A pandemia provocada pelo novo coronavírus afetou sobremaneira os comerciantes que operam no sector informal na Guiné-Bissau e alguns correm o risco de fechar os seus estabelecimentos comerciais se o Estado não intervir rapidamente. A preocupação foi manifestada ao repórter dos mercados africanos pelo Presidente da Associação dos Retalhistas dos Mercados da Guiné-Bissau.

Segundo explicação de Aliu Seidi, desde que a pandemia chegou à Guiné-Bissau no mês de março último, os seus associados continuam a pagar todas as suas obrigações fiscais.

“Desde que as autoridades guineenses declararam a existência da COVID-19 no país, não fomos tolerados em nada e pagamos todos as nossas obrigações ao estado e alguns dos meus associados já ponderam fechar as suas portas porque não conseguem sustentar nem as suas famílias e muito menos honrar os seus compromissos fiscais neste momento”, lamentou Aliu Seidi.

Em alguns países com a chegada da pandemia as autoridades decidiram baixar as taxas aos operadores económicos e comerciantes que atuam no sector informal, mas na Guiné-Bissau não foi o caso, indicou o presidente da Associação de retalhistas do país.

Neste particular, Aliu Seidi pediu a rápida intervenção das autoridades guineenses, nomeadamente o executivo no sentido de dar o seu apoio aos comerciantes em geral e em particular os que atuam no sector informal.

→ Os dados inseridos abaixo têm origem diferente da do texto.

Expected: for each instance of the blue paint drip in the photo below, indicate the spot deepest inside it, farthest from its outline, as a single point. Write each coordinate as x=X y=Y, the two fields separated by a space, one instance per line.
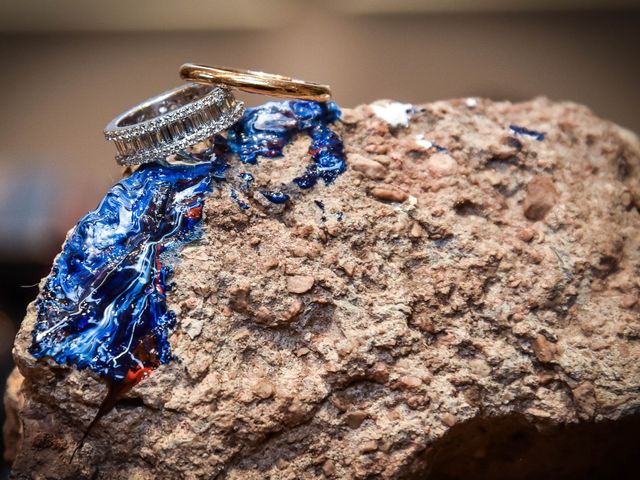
x=526 y=132
x=105 y=297
x=247 y=180
x=266 y=130
x=275 y=197
x=241 y=203
x=103 y=306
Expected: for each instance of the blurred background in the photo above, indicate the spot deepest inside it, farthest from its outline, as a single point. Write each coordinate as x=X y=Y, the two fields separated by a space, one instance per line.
x=68 y=67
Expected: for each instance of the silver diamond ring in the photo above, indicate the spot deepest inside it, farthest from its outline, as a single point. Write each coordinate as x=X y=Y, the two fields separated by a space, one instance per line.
x=172 y=121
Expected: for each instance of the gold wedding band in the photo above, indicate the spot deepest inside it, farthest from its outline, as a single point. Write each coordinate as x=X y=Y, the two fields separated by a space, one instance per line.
x=255 y=82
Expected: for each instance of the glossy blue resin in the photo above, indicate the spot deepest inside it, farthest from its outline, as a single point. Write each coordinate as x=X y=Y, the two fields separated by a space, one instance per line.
x=265 y=131
x=526 y=132
x=103 y=306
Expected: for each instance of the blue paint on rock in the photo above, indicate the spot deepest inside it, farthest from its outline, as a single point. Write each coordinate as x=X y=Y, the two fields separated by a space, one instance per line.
x=103 y=306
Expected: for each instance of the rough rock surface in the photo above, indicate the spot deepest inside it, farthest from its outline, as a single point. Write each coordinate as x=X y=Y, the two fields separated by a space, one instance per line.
x=496 y=281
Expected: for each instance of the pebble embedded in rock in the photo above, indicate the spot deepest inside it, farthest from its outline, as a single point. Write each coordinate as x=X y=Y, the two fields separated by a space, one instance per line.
x=300 y=283
x=409 y=381
x=541 y=197
x=354 y=419
x=389 y=194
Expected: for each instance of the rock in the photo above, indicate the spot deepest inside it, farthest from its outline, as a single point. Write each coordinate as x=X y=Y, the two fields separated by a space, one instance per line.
x=370 y=168
x=354 y=419
x=427 y=326
x=541 y=197
x=300 y=283
x=389 y=194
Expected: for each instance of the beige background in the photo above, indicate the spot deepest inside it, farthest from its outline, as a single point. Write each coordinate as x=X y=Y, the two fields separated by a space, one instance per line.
x=69 y=67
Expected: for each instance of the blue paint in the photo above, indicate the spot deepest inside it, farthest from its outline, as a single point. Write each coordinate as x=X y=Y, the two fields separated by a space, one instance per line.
x=526 y=132
x=103 y=306
x=266 y=130
x=275 y=197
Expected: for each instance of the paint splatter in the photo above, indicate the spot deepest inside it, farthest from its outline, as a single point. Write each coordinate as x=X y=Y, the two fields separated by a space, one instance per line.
x=103 y=307
x=266 y=130
x=275 y=197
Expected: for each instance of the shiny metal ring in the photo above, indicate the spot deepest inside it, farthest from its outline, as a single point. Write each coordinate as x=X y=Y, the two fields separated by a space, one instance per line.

“Já não sabemos o que podemos fazer, porque estamos cansados, por isso, fazemos apelo ao executivo para nos ajudar ultrapassar esta crise provocada pela pandemia de COVID-19”, acrescentou Seidi.

Além de apelo ao executivo, o Presidente da Associação dos Retalhistas dos Mercados da Guiné-Bissau, também pediu apoio as organizações sub-regionais e internacionais, nomeadamente o Banco Mundial, União Económica e Monetária Oeste Africana -UEMOA e os países com quem a Guiné-Bissau tem laços históricos como são casos por exemplo, de Angola, Portugal entre outros.

Aliu Seidi revelou ainda que a sua instituição já enviou várias correspondências às autoridades guineenses, onde espelhou as dificuldades dos seus associados, mas até então disse que não recebeu nenhuma resposta do governo.

Questionado sobre os prejuízos sofridos pelos seus associados, devido às restrições impostas pelo COVID-19, Seidi disse que embora não tendo a noção exata dos prejuízos devido a falta de contabilidade oficial, não tem dúvidas que são enormes e com repercussões a longo prazo nas atividades comerciais dos associados.

O presidente da Associação dos Retalhistas dos Mercados da Guiné-Bissau, lembrou que o sector informal é o que mais contribui para as receitas do tesouro público.